While banks might be the first port of call for small business finance for many companies, that’s not to say there aren’t other options out there. While many SMEs might not have heard of invoice financing, invoice discounting or factoring, it’s an important option that could offer a flexible and secure funding solution. That’s not to say it’s a new idea, however.
A Brief History of Factoring
The general concept of factoring originated over two hundred years ago, across the pond in the United States.
It wasn’t until the 1960s that the first factoring lenders were operating in the UK. The image of factoring as a last resort has now been thoroughly shed – it’s a solution that’s ideal for companies with bulging order books, looking to expand, as well as those who are in the middle of tough times and need that extra bit of cash flow.
This positive image of factoring and invoice finance was mainly catalysed by the formation of the Association of British Factors (ABF), which was formed in 1976. By this time, many mainstream banks had bought into the whole concept of giving businesses funding against their unpaid invoices, and it was seen as a reputable and smart way of raising capital.
Invoice Discounting Enters the Market
In the 1980s, invoice discounting was born.
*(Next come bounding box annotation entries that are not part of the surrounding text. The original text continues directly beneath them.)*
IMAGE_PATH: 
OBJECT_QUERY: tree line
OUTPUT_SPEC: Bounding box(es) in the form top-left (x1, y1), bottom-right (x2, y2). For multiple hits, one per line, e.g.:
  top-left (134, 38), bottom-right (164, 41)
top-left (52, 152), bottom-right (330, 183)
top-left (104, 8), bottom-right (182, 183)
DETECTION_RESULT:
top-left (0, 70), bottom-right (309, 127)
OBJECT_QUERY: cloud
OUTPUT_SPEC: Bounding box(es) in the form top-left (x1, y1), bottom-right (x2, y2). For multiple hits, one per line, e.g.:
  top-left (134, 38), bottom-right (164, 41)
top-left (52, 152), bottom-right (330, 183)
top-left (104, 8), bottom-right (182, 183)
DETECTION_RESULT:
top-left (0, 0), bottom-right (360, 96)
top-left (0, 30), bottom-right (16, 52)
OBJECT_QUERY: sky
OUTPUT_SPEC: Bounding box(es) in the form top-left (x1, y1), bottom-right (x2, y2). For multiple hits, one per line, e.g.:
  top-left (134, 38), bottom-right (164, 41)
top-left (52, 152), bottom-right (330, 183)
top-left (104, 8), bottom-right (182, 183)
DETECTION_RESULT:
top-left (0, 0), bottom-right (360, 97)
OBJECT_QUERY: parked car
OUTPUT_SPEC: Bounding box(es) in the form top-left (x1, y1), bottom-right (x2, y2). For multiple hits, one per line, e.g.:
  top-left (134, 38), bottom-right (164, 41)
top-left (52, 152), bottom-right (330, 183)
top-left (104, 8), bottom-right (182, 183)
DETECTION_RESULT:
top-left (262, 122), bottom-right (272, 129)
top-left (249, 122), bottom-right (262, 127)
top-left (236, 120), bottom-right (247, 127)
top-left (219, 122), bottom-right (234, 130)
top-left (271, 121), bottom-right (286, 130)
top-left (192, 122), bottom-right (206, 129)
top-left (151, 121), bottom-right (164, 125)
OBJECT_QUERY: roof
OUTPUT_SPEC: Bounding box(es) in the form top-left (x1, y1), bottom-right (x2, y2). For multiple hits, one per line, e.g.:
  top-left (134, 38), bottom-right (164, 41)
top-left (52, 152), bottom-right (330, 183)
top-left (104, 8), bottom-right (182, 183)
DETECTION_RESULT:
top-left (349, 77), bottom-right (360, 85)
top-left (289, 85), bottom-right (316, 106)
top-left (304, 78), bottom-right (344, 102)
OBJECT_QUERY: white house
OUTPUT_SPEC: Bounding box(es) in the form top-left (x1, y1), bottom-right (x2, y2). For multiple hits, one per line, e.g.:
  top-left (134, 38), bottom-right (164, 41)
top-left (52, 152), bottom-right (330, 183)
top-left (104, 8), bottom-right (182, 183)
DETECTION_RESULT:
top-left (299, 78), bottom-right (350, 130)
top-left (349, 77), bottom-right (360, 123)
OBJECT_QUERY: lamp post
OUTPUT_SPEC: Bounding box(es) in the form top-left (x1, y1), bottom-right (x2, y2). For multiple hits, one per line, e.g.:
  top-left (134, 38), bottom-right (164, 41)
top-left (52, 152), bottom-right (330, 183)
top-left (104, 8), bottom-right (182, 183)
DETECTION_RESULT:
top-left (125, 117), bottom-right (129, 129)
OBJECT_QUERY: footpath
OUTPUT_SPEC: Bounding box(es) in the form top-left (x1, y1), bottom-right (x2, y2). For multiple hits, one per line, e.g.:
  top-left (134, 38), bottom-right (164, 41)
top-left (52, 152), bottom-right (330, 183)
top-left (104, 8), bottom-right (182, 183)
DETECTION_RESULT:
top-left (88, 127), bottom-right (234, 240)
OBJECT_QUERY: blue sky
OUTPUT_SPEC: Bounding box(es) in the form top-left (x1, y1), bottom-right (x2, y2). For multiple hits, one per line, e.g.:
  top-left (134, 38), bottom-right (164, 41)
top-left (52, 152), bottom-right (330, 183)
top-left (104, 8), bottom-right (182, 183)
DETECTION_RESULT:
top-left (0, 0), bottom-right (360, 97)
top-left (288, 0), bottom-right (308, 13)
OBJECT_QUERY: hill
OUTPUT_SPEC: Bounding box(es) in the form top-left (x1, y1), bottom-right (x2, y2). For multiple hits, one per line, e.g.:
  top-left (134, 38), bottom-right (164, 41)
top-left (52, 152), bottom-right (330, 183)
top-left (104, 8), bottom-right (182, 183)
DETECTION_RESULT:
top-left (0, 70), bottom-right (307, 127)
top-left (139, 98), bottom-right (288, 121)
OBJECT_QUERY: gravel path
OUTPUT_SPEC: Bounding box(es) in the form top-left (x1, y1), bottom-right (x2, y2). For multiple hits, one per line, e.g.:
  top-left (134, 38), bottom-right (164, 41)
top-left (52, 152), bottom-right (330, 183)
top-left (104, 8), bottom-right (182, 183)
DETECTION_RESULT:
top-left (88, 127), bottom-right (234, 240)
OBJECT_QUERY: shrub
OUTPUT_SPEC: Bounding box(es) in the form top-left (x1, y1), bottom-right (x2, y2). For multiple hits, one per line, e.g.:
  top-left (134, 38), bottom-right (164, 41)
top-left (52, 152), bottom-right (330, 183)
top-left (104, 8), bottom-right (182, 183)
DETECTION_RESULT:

It’s largely similar to factoring, although the company continues to chase customers for payment rather than the factoring lender doing so, which is the case with factoring itself. This lets those who are careful with their customer relations stay in control, raising extra capital without letting a thrid party interact with customers.
During the 1980s, growth in invoice discounting outdid that of factoring, achieving growth figures of 20%. There were many new entrants to the market, especially from overseas, giving companies more options of who to borrow from. It’s still important to choose a reputable lender, such as Select Factoring, who pride themselves on offering low fees and an affordable route to financing.
So, if your business is looking for a flexible, efficient and secure way of freeing up cash flow, invoice finance could be an option. Though it’s not a new idea, it’s definitely one that’s looking to be the next big thing.